I would keep working on your issues, and do present yourself as best you can to your wife. Remember that blindly giving her anything she asks for can be a turn-off and also may lead her to conclude that life is better like this instead of when you were together. There is a balance between altering behavior and just letting her have full control of everything.

And keep being a great dad to your daughter! That's an easy one.


----------



## handrew

After talking with her tonight, she doesn't really want the divorce. She feels like she has been hurt and is not sure that she can ever get over that. She said "it will be a long and hard road and I can't make any promises of if I will ever have those feeling again". The counselor I saw for my anger issues thinks she feels that way now but will change with some time. Hopefully he is right. I may see about talking with an attorney and see what they have to say. Apparently she spoke with an attorney the other day who told her to go get a court ordered separation. She was on the way to do that when I called. She did not do it and is not planning on it for the near future.

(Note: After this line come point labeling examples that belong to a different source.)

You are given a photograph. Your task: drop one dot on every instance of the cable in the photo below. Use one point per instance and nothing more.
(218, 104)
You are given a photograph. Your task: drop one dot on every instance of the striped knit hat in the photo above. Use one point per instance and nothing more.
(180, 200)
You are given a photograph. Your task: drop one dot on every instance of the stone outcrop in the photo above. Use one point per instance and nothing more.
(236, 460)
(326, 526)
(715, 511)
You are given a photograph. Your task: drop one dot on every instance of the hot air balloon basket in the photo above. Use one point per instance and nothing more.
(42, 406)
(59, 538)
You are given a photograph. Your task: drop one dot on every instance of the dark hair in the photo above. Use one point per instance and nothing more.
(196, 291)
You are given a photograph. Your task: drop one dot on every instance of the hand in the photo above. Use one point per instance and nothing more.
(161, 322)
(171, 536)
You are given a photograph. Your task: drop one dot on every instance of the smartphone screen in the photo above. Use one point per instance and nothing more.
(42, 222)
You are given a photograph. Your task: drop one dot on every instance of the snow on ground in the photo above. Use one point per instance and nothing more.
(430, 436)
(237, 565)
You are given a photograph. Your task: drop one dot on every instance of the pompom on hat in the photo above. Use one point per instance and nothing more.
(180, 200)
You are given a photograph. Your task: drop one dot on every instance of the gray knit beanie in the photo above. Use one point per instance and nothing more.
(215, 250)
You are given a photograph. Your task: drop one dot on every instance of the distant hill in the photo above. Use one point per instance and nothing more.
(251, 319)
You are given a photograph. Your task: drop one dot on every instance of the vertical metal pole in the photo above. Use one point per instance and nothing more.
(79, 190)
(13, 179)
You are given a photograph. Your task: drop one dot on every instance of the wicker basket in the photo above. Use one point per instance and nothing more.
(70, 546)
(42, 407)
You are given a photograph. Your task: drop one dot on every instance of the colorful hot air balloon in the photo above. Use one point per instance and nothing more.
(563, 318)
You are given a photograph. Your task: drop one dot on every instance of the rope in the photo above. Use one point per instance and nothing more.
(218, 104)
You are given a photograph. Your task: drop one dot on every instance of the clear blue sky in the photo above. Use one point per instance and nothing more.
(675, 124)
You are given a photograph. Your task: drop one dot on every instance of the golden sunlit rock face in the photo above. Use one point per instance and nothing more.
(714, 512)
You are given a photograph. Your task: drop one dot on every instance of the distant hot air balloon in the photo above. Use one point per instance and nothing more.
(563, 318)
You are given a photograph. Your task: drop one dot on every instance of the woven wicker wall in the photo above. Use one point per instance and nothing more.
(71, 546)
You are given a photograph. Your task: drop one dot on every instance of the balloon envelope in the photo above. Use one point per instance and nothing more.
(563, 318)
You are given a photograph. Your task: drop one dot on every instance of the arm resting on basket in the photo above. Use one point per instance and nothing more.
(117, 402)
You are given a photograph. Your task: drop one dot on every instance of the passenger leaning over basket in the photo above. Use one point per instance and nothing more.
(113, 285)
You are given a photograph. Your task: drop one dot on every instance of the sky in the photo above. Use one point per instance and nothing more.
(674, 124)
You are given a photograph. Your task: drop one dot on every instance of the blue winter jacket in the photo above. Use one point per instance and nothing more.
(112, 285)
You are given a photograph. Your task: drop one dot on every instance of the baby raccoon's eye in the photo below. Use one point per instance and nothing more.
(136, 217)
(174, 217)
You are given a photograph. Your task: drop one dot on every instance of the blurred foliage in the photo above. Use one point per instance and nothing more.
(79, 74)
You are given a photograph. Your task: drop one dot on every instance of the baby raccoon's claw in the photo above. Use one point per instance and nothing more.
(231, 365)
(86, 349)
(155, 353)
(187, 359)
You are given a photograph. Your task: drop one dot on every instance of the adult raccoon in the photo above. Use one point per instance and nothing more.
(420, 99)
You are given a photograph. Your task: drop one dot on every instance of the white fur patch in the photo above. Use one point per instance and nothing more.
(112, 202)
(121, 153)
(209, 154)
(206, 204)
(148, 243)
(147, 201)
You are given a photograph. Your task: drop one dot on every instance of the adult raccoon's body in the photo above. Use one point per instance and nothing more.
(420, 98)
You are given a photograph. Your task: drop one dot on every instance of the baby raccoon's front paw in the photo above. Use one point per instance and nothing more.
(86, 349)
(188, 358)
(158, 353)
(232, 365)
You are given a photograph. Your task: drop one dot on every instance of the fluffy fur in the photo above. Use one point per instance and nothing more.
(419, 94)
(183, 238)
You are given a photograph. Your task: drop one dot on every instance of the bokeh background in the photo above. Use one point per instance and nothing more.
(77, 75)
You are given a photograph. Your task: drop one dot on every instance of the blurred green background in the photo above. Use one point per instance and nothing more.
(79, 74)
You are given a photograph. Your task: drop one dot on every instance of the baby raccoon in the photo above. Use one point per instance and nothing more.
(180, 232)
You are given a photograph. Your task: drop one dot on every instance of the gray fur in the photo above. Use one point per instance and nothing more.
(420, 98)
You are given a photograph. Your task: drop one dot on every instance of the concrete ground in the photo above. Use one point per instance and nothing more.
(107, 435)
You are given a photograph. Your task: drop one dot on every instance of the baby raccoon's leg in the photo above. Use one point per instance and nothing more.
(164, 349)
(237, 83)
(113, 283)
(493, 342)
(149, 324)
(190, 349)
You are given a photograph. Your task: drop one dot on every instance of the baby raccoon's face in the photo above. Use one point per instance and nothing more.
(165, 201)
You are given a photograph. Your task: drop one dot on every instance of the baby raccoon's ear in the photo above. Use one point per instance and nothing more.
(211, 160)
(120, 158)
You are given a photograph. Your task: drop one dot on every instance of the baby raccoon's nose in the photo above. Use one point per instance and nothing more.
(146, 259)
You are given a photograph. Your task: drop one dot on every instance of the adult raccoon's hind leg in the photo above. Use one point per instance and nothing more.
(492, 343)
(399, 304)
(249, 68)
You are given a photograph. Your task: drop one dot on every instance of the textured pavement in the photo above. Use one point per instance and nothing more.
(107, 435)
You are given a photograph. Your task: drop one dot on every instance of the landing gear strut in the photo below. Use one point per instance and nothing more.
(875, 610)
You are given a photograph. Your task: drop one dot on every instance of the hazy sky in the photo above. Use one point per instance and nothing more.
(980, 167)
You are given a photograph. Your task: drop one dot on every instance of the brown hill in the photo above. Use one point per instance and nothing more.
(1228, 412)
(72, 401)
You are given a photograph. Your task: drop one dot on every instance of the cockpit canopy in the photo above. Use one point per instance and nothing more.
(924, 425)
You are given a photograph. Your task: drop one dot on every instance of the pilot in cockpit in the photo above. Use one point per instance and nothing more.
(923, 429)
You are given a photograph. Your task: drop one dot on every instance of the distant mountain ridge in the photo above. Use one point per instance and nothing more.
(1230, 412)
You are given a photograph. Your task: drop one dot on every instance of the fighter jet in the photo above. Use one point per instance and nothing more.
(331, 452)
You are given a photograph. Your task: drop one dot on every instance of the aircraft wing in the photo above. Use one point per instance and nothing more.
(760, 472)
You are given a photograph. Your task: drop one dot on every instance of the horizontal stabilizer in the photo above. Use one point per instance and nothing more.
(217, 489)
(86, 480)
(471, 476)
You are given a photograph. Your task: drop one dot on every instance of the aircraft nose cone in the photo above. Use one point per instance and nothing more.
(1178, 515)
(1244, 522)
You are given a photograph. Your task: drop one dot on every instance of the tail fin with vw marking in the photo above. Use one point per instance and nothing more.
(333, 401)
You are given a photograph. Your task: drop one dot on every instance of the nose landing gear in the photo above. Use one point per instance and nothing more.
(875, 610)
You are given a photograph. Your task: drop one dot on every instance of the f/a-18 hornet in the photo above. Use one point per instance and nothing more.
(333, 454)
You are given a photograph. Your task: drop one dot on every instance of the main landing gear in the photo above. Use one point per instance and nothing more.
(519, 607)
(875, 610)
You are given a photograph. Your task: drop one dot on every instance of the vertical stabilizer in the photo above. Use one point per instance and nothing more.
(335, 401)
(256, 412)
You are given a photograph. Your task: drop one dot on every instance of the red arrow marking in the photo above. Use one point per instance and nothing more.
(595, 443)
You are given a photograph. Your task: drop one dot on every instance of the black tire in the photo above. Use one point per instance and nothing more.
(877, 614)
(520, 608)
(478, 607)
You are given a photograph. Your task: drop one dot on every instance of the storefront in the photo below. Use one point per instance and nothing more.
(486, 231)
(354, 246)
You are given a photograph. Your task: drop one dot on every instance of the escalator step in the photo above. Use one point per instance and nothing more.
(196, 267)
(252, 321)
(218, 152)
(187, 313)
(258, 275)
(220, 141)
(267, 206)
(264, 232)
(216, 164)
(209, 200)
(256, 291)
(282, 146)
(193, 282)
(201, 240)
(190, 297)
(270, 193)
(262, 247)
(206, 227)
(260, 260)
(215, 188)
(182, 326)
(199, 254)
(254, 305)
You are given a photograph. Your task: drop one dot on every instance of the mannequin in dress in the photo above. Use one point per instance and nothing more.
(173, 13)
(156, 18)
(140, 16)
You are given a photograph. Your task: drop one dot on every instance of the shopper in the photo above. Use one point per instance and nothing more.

I hope we can work through this and get back together. I miss her more than I ever thought I could.


----------



## Mr Blunt

> Her language is acts of service.


You are eager to do your part. So keep doing it, whatever you did wrong, get it right!
*Your words will mean nothing without ACTIONS so use words and actions*.

Do not become a door mat. Do what you have to do that is right but do not be so full of guilt that you compromise so much that you become a person that she cannot respect.

From what you wrote I do not think your wife is wanting a divorce as much as she wants to heal and get things better.


----------



## Omegaa

handrew said:


> After talking with her tonight, she doesn't really want the divorce. She feels like she has been hurt and is not sure that she can ever get over that. She said "it will be a long and hard road and I can't make any promises of if I will ever have those feeling again". .


Hi 

You say, your Wife does earn more and she is the one who "makes all the payments" for the house because you may be earning less. Does she have a say as to how you use your salary? Do you contribute any money towards the household? 

I wouldn't be shocked if she feels she's "having to pay" for everything. 

My oh was very selfish early on in our marriage and I was made to pick up most bills and he lived in my house purchased solely by myself whilst he was busy using what he earned for his own pleasures e.g. expensive hobbies, cars etc.

It took years for him to learn that whatever he earns belong to our marriage as well. I simply accepted his "way" over the years but finally I spoke out in the end.


----------